The event will be in Japanese with English subtitles for the presentation and live English translation for the Q&A. Admission is free but donations are very much appreciated. Registration is required (Zoom link and phone number to be emailed): http://tinyurl.com/oaairei22

World War II’s Battle of Okinawa has been called one the bloodiest land battles in the Pacific, with historians calling it a “war of attrition” by the Imperial Japanese Army to prevent the U.S. military from reaching the Japanese mainland.

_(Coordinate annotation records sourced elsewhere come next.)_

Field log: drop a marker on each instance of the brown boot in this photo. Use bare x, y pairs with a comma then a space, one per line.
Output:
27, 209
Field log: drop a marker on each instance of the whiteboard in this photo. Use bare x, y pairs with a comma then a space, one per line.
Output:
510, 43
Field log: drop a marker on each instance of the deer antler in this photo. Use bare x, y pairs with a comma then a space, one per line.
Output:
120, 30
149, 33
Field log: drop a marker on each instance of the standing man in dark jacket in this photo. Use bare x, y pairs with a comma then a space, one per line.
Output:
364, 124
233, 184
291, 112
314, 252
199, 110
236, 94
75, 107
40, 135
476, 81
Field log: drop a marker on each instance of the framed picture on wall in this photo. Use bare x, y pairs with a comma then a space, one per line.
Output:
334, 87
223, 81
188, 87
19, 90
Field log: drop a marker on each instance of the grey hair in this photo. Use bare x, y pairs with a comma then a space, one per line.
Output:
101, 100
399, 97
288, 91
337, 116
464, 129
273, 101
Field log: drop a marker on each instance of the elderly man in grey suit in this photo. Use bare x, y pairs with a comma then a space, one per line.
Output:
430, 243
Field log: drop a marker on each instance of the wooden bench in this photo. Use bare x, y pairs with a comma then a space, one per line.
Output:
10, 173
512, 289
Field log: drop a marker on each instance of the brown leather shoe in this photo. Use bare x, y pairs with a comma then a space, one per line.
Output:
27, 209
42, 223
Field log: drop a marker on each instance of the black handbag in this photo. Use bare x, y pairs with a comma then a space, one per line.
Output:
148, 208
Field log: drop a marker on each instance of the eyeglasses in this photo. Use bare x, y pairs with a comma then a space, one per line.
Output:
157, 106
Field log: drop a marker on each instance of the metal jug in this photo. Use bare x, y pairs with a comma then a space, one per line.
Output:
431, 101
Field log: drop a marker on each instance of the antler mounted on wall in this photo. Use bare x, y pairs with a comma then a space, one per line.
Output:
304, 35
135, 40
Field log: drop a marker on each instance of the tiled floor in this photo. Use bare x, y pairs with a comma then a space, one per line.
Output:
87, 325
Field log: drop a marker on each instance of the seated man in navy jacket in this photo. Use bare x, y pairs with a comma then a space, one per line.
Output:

The U.S. military landed in the Kerama Islands (made up of Tokashiki, Zamami, and Kerama) on March 26, 1945. Okinawan survivors state that the mass civilian deaths that occurred during this time were coerced by the Imperial Japanese Army. In 2007, Japan’s Ministry of Education ordered the incidents to be removed from high school textbooks.

Miyagi will talk about these horrific incidents based on her research and interviews with survivors.

Miyagi is a historian, lecturer, and writer born in Zamami. She is currently the vice chairperson of the New Okinawa Prefectural History Editorial Committee (Shin Okinawa-ken-shi Henshū Iinkai) and chairperson of the Women’s History Subcommittee. As a lecturer, she has spoken at Okinawa International University, the University of the Ryūkyūs, and the prefectural government office about women’s history and gender studies, peace and human rights, and the inheritance of tootoomee (Okinawan mortuary tablets).

Her books include “What My Mother Left Behind: New Testimonies of Mass Suicide in Zamami Island,” “Women’s History as a Minority” (co-authored), and “Listen to the Damage of Sexual Violence” (co-authored).

This year marks the 77th anniversary of the Battle of Okinawa. In Okinawa, a memorial day known as Irei no Hi is observed annually on June 23, the date that was documented as the end of the Battle of Okinawa in 1945. The goal of the OAA’s annual “Irei no Hi: Remembering the Battle of Okinawa” event is to memorialize the nearly 150,000 lives that were lost during the war and post-war years and to inform the next generation about Okinawa’s history and current issues.